Gruplar halinde intihara yürüyen aileler o kadar çok şey anlatıyor ki, ‘konuşmak şunun işine yarar, konuşmamak bunun işine gelir’ gibi kalpsiz cümleler o listeye giremez. Önce İstanbul Fatih’te, sonra Antalya’da dörder kişilik iki ailenin siyanürle (veya başka zehir) hayata veda etmesi bir toplumun başına gelebilecek en kötü şeylerden birisidir. Çevrede, mahallede, sokakta dert batağına gömülmüş, çaresiz, umutsuz ve hayata tutunacak hiçbir bağı kalmayan insanların kimse farketmeden el ele ölüme yürümesi bir felakettir. Bunu ıskalayıp, politik fayda maliyet analizi yapmak daha büyük bir felakettir. İnsanlar sınıra gelmiş, çırpınmış, çare aramış, oradan oraya koşmuş ve nihayet pes etmiş; son çığlıkları ise ölümün sessizliği olmuş. Hangi politik mesajın, sosyal malumatın, psikolojik bilmem nenin eksiğine fazlasına bakılır artık. Vicdanlar ezildikten, kalpler parçalandıktan sonra…
Bir umutsuzluk hali düşünün ki bütün aileyi kuşatıyor, bir oraya bir buraya koşuyorsunuz kapılar kapanıyor.
Bir yenilgi ki dostları, akrabaları unutturuyor ve insanı hayat dairesinin dışına atıyor.
Ve en dayanılmazı… Bir çaresizlik hali tasavvur edin ki kardeşi, eşi, çocukları bile geride bırakma cesaretini tüketiyor.
Aileleri ölüme götüren fakirlik, borç, açlık nasıl bu kadar derin ve aşılamaz olabilir bir düşünün. Sefalet, yokluk ya da fukaralık, tek çıkışı ölüm olan yere nasıl varabilir, bir kez daha düşünün.
Fatih ve Antalya’daki toplu intiharlar Türkiye’nin yüzüne atılmış ağır bir şamar değilse nedir? Afralarımızın tafralarımızın, bükülmez bileğimizin, büyük hedeflerimizin, kıskanılan ekonomimizin, sarsılmaz irademizin, vesaire vesairemizin temelinden tuğlalar kopuyor. O kopuşlar bize birşeyler söylüyor olmalı.
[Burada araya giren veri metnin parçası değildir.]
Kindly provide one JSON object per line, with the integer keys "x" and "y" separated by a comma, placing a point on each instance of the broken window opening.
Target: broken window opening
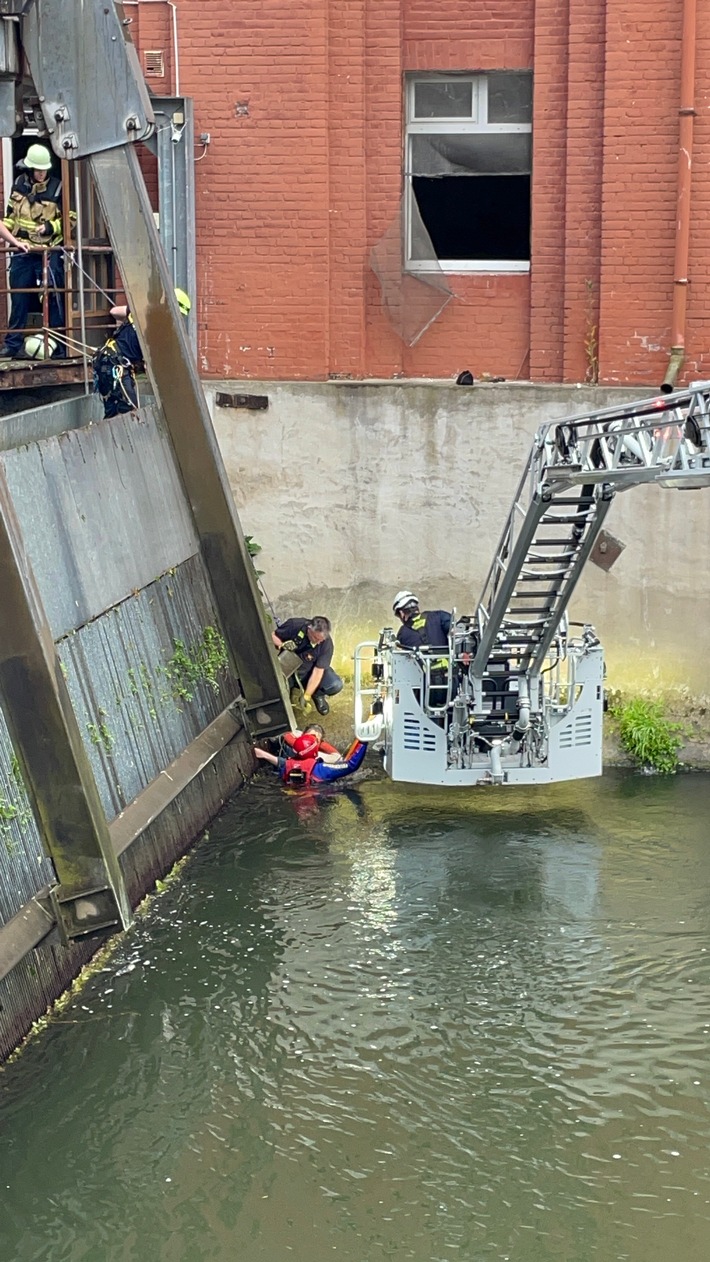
{"x": 468, "y": 171}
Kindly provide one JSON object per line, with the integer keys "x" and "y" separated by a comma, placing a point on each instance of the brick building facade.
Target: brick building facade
{"x": 307, "y": 110}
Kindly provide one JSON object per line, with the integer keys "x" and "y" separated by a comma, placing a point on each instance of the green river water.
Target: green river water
{"x": 389, "y": 1022}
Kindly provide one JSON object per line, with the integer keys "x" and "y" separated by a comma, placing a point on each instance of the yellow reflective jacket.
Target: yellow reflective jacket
{"x": 34, "y": 210}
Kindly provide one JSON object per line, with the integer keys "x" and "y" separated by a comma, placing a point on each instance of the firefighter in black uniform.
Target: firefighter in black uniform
{"x": 310, "y": 640}
{"x": 116, "y": 362}
{"x": 429, "y": 629}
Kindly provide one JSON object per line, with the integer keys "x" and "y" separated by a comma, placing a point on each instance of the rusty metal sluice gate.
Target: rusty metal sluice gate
{"x": 135, "y": 659}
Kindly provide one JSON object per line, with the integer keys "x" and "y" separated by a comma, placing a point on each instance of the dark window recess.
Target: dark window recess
{"x": 476, "y": 216}
{"x": 254, "y": 403}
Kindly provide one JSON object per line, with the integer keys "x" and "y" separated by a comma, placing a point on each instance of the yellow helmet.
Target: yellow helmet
{"x": 183, "y": 302}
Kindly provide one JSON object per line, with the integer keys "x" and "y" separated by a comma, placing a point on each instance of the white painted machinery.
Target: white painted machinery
{"x": 517, "y": 697}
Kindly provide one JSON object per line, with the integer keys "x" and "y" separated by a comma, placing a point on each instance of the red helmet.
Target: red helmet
{"x": 307, "y": 745}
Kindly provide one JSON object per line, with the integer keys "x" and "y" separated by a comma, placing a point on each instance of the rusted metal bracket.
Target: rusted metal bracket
{"x": 30, "y": 926}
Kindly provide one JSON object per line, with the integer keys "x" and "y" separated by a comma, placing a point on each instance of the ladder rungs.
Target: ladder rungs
{"x": 554, "y": 543}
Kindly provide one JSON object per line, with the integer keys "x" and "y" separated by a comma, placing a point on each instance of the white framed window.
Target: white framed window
{"x": 468, "y": 160}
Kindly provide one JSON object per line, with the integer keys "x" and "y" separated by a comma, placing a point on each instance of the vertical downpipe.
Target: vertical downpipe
{"x": 684, "y": 188}
{"x": 80, "y": 260}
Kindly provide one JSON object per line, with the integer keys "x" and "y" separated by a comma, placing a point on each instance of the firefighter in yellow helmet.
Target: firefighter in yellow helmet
{"x": 116, "y": 362}
{"x": 34, "y": 220}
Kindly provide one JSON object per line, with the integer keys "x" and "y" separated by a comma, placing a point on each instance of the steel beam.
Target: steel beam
{"x": 87, "y": 75}
{"x": 173, "y": 144}
{"x": 173, "y": 374}
{"x": 48, "y": 743}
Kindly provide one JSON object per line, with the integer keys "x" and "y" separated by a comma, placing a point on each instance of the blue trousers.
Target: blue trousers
{"x": 25, "y": 273}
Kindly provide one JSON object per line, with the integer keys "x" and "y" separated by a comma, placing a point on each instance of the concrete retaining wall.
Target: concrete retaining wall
{"x": 356, "y": 490}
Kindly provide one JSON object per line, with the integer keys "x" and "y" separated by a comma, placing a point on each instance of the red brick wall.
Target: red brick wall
{"x": 304, "y": 174}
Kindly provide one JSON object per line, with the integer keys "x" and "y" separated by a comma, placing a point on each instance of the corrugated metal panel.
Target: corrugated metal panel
{"x": 102, "y": 513}
{"x": 25, "y": 427}
{"x": 117, "y": 673}
{"x": 24, "y": 868}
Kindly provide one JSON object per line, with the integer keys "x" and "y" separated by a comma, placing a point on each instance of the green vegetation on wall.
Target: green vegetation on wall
{"x": 646, "y": 733}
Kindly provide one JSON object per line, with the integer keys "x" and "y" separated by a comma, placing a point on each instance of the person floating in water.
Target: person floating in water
{"x": 309, "y": 765}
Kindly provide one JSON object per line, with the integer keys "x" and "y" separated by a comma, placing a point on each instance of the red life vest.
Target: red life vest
{"x": 298, "y": 771}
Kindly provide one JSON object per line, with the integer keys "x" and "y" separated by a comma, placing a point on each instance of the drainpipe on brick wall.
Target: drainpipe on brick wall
{"x": 682, "y": 205}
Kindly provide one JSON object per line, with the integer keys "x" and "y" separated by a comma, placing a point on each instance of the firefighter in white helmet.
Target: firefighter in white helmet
{"x": 428, "y": 629}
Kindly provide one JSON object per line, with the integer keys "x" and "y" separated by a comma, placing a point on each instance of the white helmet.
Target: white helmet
{"x": 402, "y": 600}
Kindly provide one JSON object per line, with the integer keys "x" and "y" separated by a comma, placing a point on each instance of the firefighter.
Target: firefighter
{"x": 307, "y": 766}
{"x": 116, "y": 362}
{"x": 34, "y": 216}
{"x": 429, "y": 629}
{"x": 310, "y": 640}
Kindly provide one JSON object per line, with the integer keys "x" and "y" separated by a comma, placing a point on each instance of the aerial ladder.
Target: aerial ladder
{"x": 523, "y": 697}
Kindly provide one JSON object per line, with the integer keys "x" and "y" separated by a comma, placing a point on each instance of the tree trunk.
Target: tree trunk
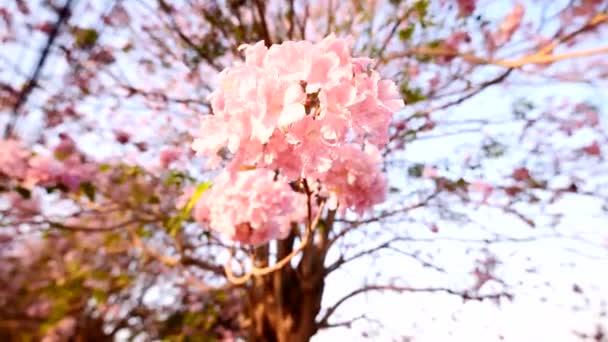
{"x": 284, "y": 305}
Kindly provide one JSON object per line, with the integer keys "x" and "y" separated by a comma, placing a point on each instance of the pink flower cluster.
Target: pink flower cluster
{"x": 29, "y": 170}
{"x": 252, "y": 208}
{"x": 308, "y": 111}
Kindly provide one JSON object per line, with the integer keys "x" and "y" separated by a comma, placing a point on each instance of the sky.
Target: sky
{"x": 581, "y": 259}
Hakikat sesini ancak ölümle duyurabiliyorsa orada durmalıyız. Orada ürkmeliyiz. Allayıp pulladığımız istatistikler, işimize gelen yerden okuduğumuz bilançolar, oynamaktan bıkmadığımız rakamlar değil, gerçek olan budur. Gerçek, insanların rakamlarda, sözlerde, afişlerde bulamadığı hayatı ölümle nihayetlendirmesidir.
Adına ancak filmlerde rastladığımız bir madde, ölüme giden insanların son gıdası oluyorsa o memlekette ne kadar zil varsa alarm vermelidir. Zira, bir yerde değil, birçok yerde yanlış var demektir.
Aşikar ki iyi zamanlardan geçmiyoruz, sıkıntılarımız var. Çözemediğimiz gibi aksine biriktirip büyüttüğümüz problemlerimiz zihnimizi bulandırıyor. Gelecekten harcayarak günü kurtarmanın telaşına kapıldık gidiyoruz. Birbirimizi dinlemeyi, istişareyi, tartışmayı, “bir de buradan bakalım” demeyi hayattan kovduk. Akıl verene, yol gösterene haddini bildirmeyi adet haline getirdik.
Varsın böyle olsun… Hatta, herşey yolunda gitmeyebilir, kabul. Her iş mükemmel olmayabilir, doğru. Her meselede muvaffak olunamaz, tamam. Ama gelip geleceğimiz yer de burası olamaz. Aramızdan bazıları hepimizin bir parçası olduğu mücadeleden siyanürle ayrılacak kadar çaresizliğe düşmez.
Eğer içimizden bazıları tükenen umutları ölümün eşliğinde yolcu ediyorsa, hiç olmazsa kendimize methiyeler düzmekten hicap duyalım.